Do not be afraid to stand out

Although the whole point of employer branding is to stand out and attract job seekers, creating or completely changing a brand can seem like a daunting task. Often, even with all the data available from employees, companies are afraid to step out of their comfort zone and look at their brand from the perspective of their target audience.
But that is exactly what should happen. If I were a Millennial or a Gen Z job seeker, how would I like to be approached? What platforms would I use? What kind of campaigns would I find interesting enough to not scroll through right away? These are but a few questions that the marketing department - or a marketing agency working with HR - should consider. It would be illogical and uneconomical to invest in an employer branding campaign without knowing the habits, interests and preferences of the target audience.

connection2024_01.jpg And, as mentioned in the opening lines of this article, today’s world is marked by information overload. Therefore, building employer branding should be bold, unexpected and unique. As Michal Pastier points out in his book - instead of looking at how other companies are doing it and copying what is already on the market - companies should look inwards and choose what is different and interesting.

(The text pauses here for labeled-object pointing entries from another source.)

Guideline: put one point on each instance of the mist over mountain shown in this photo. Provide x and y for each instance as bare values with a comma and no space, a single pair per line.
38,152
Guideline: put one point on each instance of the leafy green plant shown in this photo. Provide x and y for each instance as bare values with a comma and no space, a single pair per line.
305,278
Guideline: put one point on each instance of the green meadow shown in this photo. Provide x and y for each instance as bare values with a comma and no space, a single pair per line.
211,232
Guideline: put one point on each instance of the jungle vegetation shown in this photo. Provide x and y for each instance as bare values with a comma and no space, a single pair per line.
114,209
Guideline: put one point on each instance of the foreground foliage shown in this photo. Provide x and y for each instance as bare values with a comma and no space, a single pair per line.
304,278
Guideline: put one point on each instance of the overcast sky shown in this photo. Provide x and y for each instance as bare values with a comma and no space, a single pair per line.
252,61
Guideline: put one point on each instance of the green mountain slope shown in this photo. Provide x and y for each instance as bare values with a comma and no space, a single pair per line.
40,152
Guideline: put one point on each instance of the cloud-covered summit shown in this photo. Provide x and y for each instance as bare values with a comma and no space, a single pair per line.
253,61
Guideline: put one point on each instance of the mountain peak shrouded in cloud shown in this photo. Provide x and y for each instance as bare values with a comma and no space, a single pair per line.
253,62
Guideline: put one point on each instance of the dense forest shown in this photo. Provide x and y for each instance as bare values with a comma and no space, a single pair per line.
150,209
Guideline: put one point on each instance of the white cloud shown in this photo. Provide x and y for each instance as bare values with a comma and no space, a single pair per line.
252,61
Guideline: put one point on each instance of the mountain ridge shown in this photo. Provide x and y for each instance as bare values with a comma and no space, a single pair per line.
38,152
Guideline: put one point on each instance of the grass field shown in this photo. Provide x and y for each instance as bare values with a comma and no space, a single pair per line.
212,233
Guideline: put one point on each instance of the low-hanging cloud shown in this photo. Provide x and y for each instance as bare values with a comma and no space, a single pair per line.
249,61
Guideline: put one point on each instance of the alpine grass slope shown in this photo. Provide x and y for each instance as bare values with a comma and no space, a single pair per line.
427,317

Then it’s up to marketing to turn this into a creative employer branding strategy that grabs the attention of the target audience and helps the company build its reputation.

In conclusion

There are plenty of ways to approach employer branding creatively. With that said, you need relevant data to base the employer branding strategy on. Without data, employer branding is just a balloon floating freely across online and offline marketing platforms with no one to grab it and say “this is what I’m looking for”. Data is what grounds even the most creative ideas, giving them a solid foundation and putting your brand within reach. With Millennials set to make up 75% of the workforce by 2025 and Generation Z 27% by the same year, it is time to meet them halfway. Let your reputation precede you and take a step towards modern employer branding that leaves a lasting positive impression.